Yahudi varlığı İslam’ın ortadan kalkmasıyla var oldu ve “İsrail” de İslam fecrinin doğmasıyla ortadan kalkacaktır; çünkü Yahudi varlığı, kendisini ümmetin şiddetinden koruyan işlevsel rejimlerin gölgesidir. Bu nedenle İslam’ın ortadan kalkmasıyla var olan ve İngiltere ve Amerika’nın örtüsü altından ortaya çıkan tüm “İsrailî” devletlerin ortadan kalkması için çalışmak gerekir. Burada İslami çözümün, ittiba etmenin farz olduğunu, bağlı kalmanın zaruri olduğunu, apaçık bir dayanak olduğunu, tatavvu ve nafile olmadığını, aksine dini, imani ve İslami bir farz olduğunu teyit ediyoruz.
Filistin’e ve onun kurtuluşuna bakmadan ve İslam’ı onu kurtarmak için kullanılan diğer araçlardan biri olarak almadan önce diyoruz ki: Şayet Filistin’in kurtuluşu için İslam’ı bir basamak olarak kullanmak istersek, o zaman başaramayacak ve galip gelemeyeceğiz. Çünkü bu tür bir İslam, dinden ve haktan bir nasibi olmayan Filistinli, vatancı ve milliyetçi bir İslam olur. Ayrıca bu tür bir İslam şer’an reddedilmiştir; zira bu, İslam ve İslam’dan bir parça olmadığı gibi sadece ismen onun adını taşımış olur. Sömürgeci kâfirler tarafından türetilen vatancı kurtuluş hareketleri bunu en güzel kanıtı ve örneğidir.

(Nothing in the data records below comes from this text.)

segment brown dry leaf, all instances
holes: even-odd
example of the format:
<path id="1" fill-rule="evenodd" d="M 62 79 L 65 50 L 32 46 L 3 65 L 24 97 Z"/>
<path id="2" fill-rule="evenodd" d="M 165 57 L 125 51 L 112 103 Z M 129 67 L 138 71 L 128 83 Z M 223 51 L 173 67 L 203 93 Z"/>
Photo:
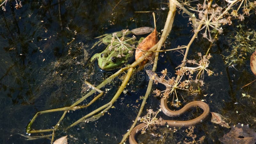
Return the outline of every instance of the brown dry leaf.
<path id="1" fill-rule="evenodd" d="M 138 60 L 142 55 L 142 54 L 145 53 L 139 50 L 148 51 L 156 44 L 158 41 L 157 36 L 157 32 L 156 31 L 156 28 L 155 28 L 154 31 L 140 43 L 137 47 L 137 49 L 138 49 L 136 50 L 135 52 L 135 59 L 136 60 Z M 147 60 L 145 60 L 144 62 L 144 64 Z"/>
<path id="2" fill-rule="evenodd" d="M 249 128 L 238 123 L 236 127 L 232 126 L 229 132 L 219 139 L 224 144 L 254 144 L 256 142 L 256 132 Z"/>
<path id="3" fill-rule="evenodd" d="M 67 135 L 64 136 L 58 139 L 55 140 L 53 144 L 68 144 Z"/>
<path id="4" fill-rule="evenodd" d="M 228 124 L 224 121 L 224 120 L 227 120 L 226 118 L 218 113 L 213 112 L 211 112 L 211 113 L 212 113 L 211 122 L 219 124 L 221 125 L 221 126 L 228 128 L 230 128 L 230 126 L 228 125 Z"/>
<path id="5" fill-rule="evenodd" d="M 251 69 L 254 75 L 256 76 L 256 51 L 251 56 Z"/>

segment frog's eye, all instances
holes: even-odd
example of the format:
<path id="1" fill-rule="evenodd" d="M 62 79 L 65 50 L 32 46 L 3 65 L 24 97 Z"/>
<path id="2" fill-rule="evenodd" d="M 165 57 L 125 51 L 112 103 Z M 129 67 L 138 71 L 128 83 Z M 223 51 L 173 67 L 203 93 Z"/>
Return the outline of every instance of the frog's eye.
<path id="1" fill-rule="evenodd" d="M 116 61 L 116 57 L 112 57 L 111 58 L 111 61 L 114 62 L 115 63 Z"/>

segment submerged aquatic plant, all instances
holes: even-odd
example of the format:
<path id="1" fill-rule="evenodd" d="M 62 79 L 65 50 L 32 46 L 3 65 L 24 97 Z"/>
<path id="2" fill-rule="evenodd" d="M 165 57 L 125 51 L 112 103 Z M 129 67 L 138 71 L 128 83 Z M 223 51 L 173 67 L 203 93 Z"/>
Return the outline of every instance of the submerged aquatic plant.
<path id="1" fill-rule="evenodd" d="M 244 30 L 241 26 L 238 27 L 240 30 L 236 32 L 234 38 L 231 37 L 228 41 L 231 49 L 228 51 L 229 55 L 225 57 L 225 64 L 228 66 L 234 64 L 241 65 L 255 51 L 256 32 L 251 29 Z"/>

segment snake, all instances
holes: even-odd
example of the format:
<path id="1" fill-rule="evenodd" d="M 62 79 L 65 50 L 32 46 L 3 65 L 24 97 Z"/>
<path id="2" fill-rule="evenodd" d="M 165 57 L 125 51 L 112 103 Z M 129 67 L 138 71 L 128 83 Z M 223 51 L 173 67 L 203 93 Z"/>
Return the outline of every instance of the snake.
<path id="1" fill-rule="evenodd" d="M 151 70 L 146 70 L 147 74 L 151 79 L 155 82 L 161 83 L 166 87 L 166 89 L 170 87 L 170 84 L 165 80 L 161 79 L 155 72 Z M 210 113 L 210 108 L 208 105 L 204 102 L 200 101 L 195 101 L 189 102 L 186 104 L 179 110 L 174 111 L 170 109 L 167 104 L 168 99 L 162 97 L 161 99 L 160 106 L 162 111 L 166 115 L 170 117 L 177 117 L 187 112 L 188 109 L 193 108 L 199 107 L 204 110 L 203 113 L 199 116 L 194 119 L 187 121 L 176 121 L 173 120 L 163 120 L 157 122 L 155 124 L 159 126 L 164 126 L 168 124 L 172 127 L 188 127 L 193 126 L 202 122 L 204 120 Z M 145 123 L 140 124 L 134 127 L 129 137 L 129 142 L 130 144 L 137 144 L 138 143 L 135 139 L 135 136 L 138 132 L 145 127 L 147 124 Z"/>

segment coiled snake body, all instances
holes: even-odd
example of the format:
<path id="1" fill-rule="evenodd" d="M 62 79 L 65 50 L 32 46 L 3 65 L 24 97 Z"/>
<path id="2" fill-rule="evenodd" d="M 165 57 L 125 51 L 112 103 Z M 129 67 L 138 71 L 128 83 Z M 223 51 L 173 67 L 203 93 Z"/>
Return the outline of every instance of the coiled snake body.
<path id="1" fill-rule="evenodd" d="M 165 81 L 159 81 L 160 78 L 156 74 L 151 70 L 147 70 L 147 74 L 150 78 L 159 83 L 161 83 L 166 86 L 169 85 Z M 185 121 L 175 121 L 172 120 L 163 120 L 156 124 L 158 126 L 164 126 L 168 124 L 169 126 L 175 127 L 188 127 L 194 125 L 203 121 L 208 116 L 210 112 L 209 106 L 206 103 L 201 101 L 196 101 L 188 103 L 180 109 L 177 111 L 173 111 L 168 108 L 167 105 L 167 99 L 162 98 L 161 99 L 160 107 L 162 111 L 167 116 L 170 117 L 177 117 L 184 113 L 189 109 L 193 108 L 199 107 L 204 110 L 204 112 L 199 116 L 190 120 Z M 129 137 L 129 142 L 131 144 L 137 144 L 135 139 L 135 135 L 139 131 L 146 125 L 145 123 L 140 124 L 133 128 Z"/>

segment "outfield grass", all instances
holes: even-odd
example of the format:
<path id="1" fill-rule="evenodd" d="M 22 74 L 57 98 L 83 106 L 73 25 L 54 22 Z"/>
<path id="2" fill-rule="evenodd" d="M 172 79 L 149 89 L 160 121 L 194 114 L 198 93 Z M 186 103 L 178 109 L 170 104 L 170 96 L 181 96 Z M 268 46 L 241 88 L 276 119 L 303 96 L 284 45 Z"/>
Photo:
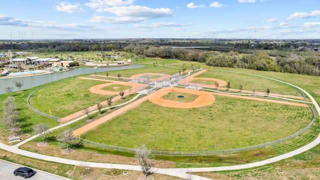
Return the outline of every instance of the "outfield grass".
<path id="1" fill-rule="evenodd" d="M 312 118 L 310 110 L 304 107 L 216 98 L 212 105 L 189 109 L 162 107 L 146 102 L 82 136 L 132 148 L 146 144 L 154 150 L 223 150 L 286 136 L 302 129 Z"/>
<path id="2" fill-rule="evenodd" d="M 30 104 L 38 110 L 63 118 L 106 100 L 106 96 L 93 94 L 89 88 L 104 84 L 99 80 L 73 78 L 52 84 L 36 92 L 30 98 Z"/>
<path id="3" fill-rule="evenodd" d="M 108 76 L 118 77 L 118 74 L 120 74 L 122 77 L 130 78 L 133 75 L 144 73 L 160 73 L 168 74 L 172 75 L 179 72 L 178 69 L 172 68 L 161 66 L 154 66 L 151 64 L 144 64 L 146 66 L 136 69 L 124 70 L 112 70 L 108 72 Z M 102 72 L 96 74 L 98 75 L 106 76 L 106 72 Z M 142 75 L 143 76 L 143 75 Z"/>
<path id="4" fill-rule="evenodd" d="M 200 79 L 193 80 L 192 80 L 190 81 L 190 82 L 194 82 L 194 83 L 198 83 L 198 84 L 202 84 L 212 85 L 212 86 L 214 86 L 214 84 L 216 83 L 215 80 L 200 80 Z M 216 87 L 216 86 L 214 86 L 214 87 Z"/>
<path id="5" fill-rule="evenodd" d="M 230 88 L 238 89 L 240 84 L 243 86 L 243 90 L 252 91 L 255 88 L 256 92 L 266 92 L 267 88 L 270 90 L 270 93 L 302 96 L 294 88 L 274 80 L 252 76 L 232 73 L 222 71 L 208 70 L 196 78 L 210 78 L 230 82 Z M 220 88 L 226 88 L 226 86 Z"/>

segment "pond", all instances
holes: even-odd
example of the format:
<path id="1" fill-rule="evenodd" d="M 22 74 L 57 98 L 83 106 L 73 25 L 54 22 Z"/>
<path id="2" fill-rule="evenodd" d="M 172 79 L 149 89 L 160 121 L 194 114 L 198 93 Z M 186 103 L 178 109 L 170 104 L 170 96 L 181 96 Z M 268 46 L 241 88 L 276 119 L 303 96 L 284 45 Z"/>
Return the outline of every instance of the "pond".
<path id="1" fill-rule="evenodd" d="M 62 80 L 64 78 L 70 78 L 71 77 L 72 74 L 72 76 L 76 76 L 93 74 L 94 72 L 94 70 L 96 70 L 96 72 L 100 72 L 116 70 L 141 68 L 144 66 L 144 65 L 131 65 L 118 67 L 98 68 L 70 68 L 70 70 L 68 72 L 56 72 L 52 74 L 24 77 L 15 77 L 14 78 L 0 78 L 0 94 L 6 93 L 4 92 L 6 87 L 13 86 L 14 92 L 18 90 L 18 89 L 14 86 L 14 80 L 23 82 L 24 86 L 22 86 L 21 90 L 24 90 Z"/>

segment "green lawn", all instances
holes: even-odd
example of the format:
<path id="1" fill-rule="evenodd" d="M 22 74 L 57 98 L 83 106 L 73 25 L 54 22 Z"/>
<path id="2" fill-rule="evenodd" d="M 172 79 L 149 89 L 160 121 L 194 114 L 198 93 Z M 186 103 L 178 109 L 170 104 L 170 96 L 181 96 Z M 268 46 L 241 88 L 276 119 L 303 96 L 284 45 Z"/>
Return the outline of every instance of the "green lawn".
<path id="1" fill-rule="evenodd" d="M 101 89 L 102 90 L 110 90 L 112 92 L 120 92 L 122 90 L 128 90 L 132 88 L 131 86 L 126 86 L 122 84 L 111 84 Z"/>
<path id="2" fill-rule="evenodd" d="M 198 77 L 197 77 L 198 78 Z M 215 80 L 200 80 L 200 79 L 196 79 L 193 80 L 190 82 L 191 82 L 198 83 L 202 84 L 206 84 L 206 85 L 214 85 L 216 83 Z M 216 87 L 214 86 L 214 87 Z"/>
<path id="3" fill-rule="evenodd" d="M 238 89 L 240 84 L 243 86 L 243 90 L 252 91 L 256 88 L 256 92 L 266 92 L 267 88 L 270 93 L 302 96 L 294 88 L 278 82 L 252 76 L 216 70 L 208 70 L 202 73 L 196 78 L 210 78 L 230 82 L 230 88 Z M 220 86 L 226 88 L 226 86 Z"/>
<path id="4" fill-rule="evenodd" d="M 296 132 L 311 120 L 308 108 L 216 96 L 203 108 L 164 108 L 149 102 L 100 126 L 82 138 L 129 148 L 198 151 L 258 144 Z"/>
<path id="5" fill-rule="evenodd" d="M 90 92 L 90 88 L 106 82 L 73 78 L 54 84 L 35 92 L 30 104 L 41 112 L 63 118 L 106 100 L 106 96 Z"/>

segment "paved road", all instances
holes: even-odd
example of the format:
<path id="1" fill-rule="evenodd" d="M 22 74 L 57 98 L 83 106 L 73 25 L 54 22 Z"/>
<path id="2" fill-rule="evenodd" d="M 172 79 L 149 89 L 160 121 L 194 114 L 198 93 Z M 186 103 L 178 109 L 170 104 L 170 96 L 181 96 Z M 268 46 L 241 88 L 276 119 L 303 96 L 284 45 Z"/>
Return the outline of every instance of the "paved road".
<path id="1" fill-rule="evenodd" d="M 14 170 L 16 168 L 24 166 L 11 162 L 0 160 L 0 180 L 22 180 L 24 178 L 14 176 Z M 60 176 L 54 174 L 44 172 L 40 170 L 32 168 L 36 172 L 34 175 L 30 178 L 32 180 L 71 180 L 68 178 Z"/>

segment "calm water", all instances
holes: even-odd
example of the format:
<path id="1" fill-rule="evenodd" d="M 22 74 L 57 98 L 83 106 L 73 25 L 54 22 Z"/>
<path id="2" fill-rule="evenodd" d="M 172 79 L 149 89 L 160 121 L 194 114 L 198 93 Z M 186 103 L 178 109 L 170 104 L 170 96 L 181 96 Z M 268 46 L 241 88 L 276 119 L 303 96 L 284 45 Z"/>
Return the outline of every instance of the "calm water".
<path id="1" fill-rule="evenodd" d="M 132 65 L 119 67 L 98 68 L 96 69 L 96 72 L 100 72 L 115 70 L 141 68 L 144 66 L 144 65 Z M 94 72 L 94 69 L 92 68 L 73 68 L 68 72 L 56 72 L 52 74 L 26 77 L 17 77 L 10 78 L 2 79 L 0 78 L 0 94 L 6 93 L 4 92 L 6 87 L 13 86 L 14 87 L 14 92 L 19 90 L 18 88 L 14 86 L 13 82 L 14 80 L 20 80 L 23 82 L 24 86 L 22 86 L 21 90 L 24 90 L 42 85 L 48 82 L 62 80 L 64 78 L 70 78 L 71 77 L 72 74 L 72 76 L 76 76 L 88 74 L 93 74 Z"/>

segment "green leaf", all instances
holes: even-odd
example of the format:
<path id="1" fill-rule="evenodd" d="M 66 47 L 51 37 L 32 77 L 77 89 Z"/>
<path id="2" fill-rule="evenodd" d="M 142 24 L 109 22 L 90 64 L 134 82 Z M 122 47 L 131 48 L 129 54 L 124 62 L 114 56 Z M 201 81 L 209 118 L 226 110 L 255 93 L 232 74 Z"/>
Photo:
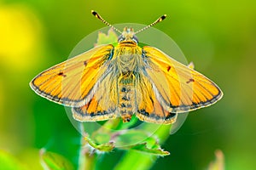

İslam, ya bir bütün mütekamil ve kapsamlı olmalıdır ya da hiçbir şey olmamalıdır. Zira İslam’da yama yapmak caiz olmadığı gibi İslam’ın bir kısmını taşıyıp geri kalanını terk ederek bunun İslam olduğunu iddia etmek de caiz değildir. Dolayısıyla ibadetleri İslam’dan alıp -hükümler, hadler, cihat, vela ve bera- gibi geri kalanını terk eden kimse, İslam’dan sadece Filistin’in kurtuluşunu isteyen kimse gibidir ver ikisi arasında hiçbir fark yoktur.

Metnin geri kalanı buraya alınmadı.